ངོ་འཕྲད་བདེ་བའི་དྲ་འབྲེལ།

གཟའ་ཕུར་བུ། ༢༠༢༤/༠༣/༢༨

Dalai Lama Celebrates 70th Birthday in Exile


Followers of Tibet's exiled spiritual leader, the Dalai Lama, are celebrating his 70th birthday with a day of prayers in the northern Indian city of Dharamsala. The Dalai Lama has lived in India since 1959, when he fled the Chinese invasion of Tibet.

About 10,000 Tibetan refugees, monks and foreign tourists braved pouring rain to gather outside the home of the Dalai Lama in Dharamsala. Traditional dancers greeted the Dalai Lama as he entered a pavilion decorated with Tibetan flags and banners honoring the man many say embodies Tibet's struggle for autonomy.

The Dalai Lama told those gathered that every day can be used to accomplish something positive. He also pledged that as long as he lives, he will continue to work in service of others.

A Nobel Peace Prize winner, the Dalai Lama is the unofficial head of Tibet's exiled government, which he helped found after fleeing the Chinese invasion of Tibet in 1959. Since then, tens of thousands of Tibetans have followed him to India, fleeing what they say is Chinese repression and human rights abuses.

The Dalai Lama spent decades campaigning for Tibet's independence from China, which he maintains can be achieved through peaceful means. But in recent years, the exiled government has dropped its independence demand in favor of simply winning Tibet greater autonomy within China.

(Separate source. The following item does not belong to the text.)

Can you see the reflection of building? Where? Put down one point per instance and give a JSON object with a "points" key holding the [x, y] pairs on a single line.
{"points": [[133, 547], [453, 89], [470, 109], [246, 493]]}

The Dalai Lama says he still hopes to return to his homeland. But that may not be possible.

Speaking in Beijing Wednesday, Chinese Foreign Ministry spokesman Liu Jianchao reiterated China's stance.

He said, Beijing has not changed its position. It has clear requirements. The Dalai Lama must clearly and publicly recognize Tibet as an inseparable part of China and Taiwan as an inseparable part of China and abandon so-called Tibet independence activities. Only then can the central government hold discussions on the issues of his personal fate or future.

Periodic talks between Chinese and Tibetan leaders have so far failed to bring any real results.

The exiled government has also charged that Beijing has undertaken cultural genocide in Tibet, by bringing about the migration of tens of thousands of ethnic Han Chinese to the region, tearing down historic buildings, and preventing the study of Tibetan history and language in schools.

The Dalai Lama is enormously popular in Dharamsala and throughout Tibet. Two more days of celebrations are expected to mark the Dalai Lama's birthday.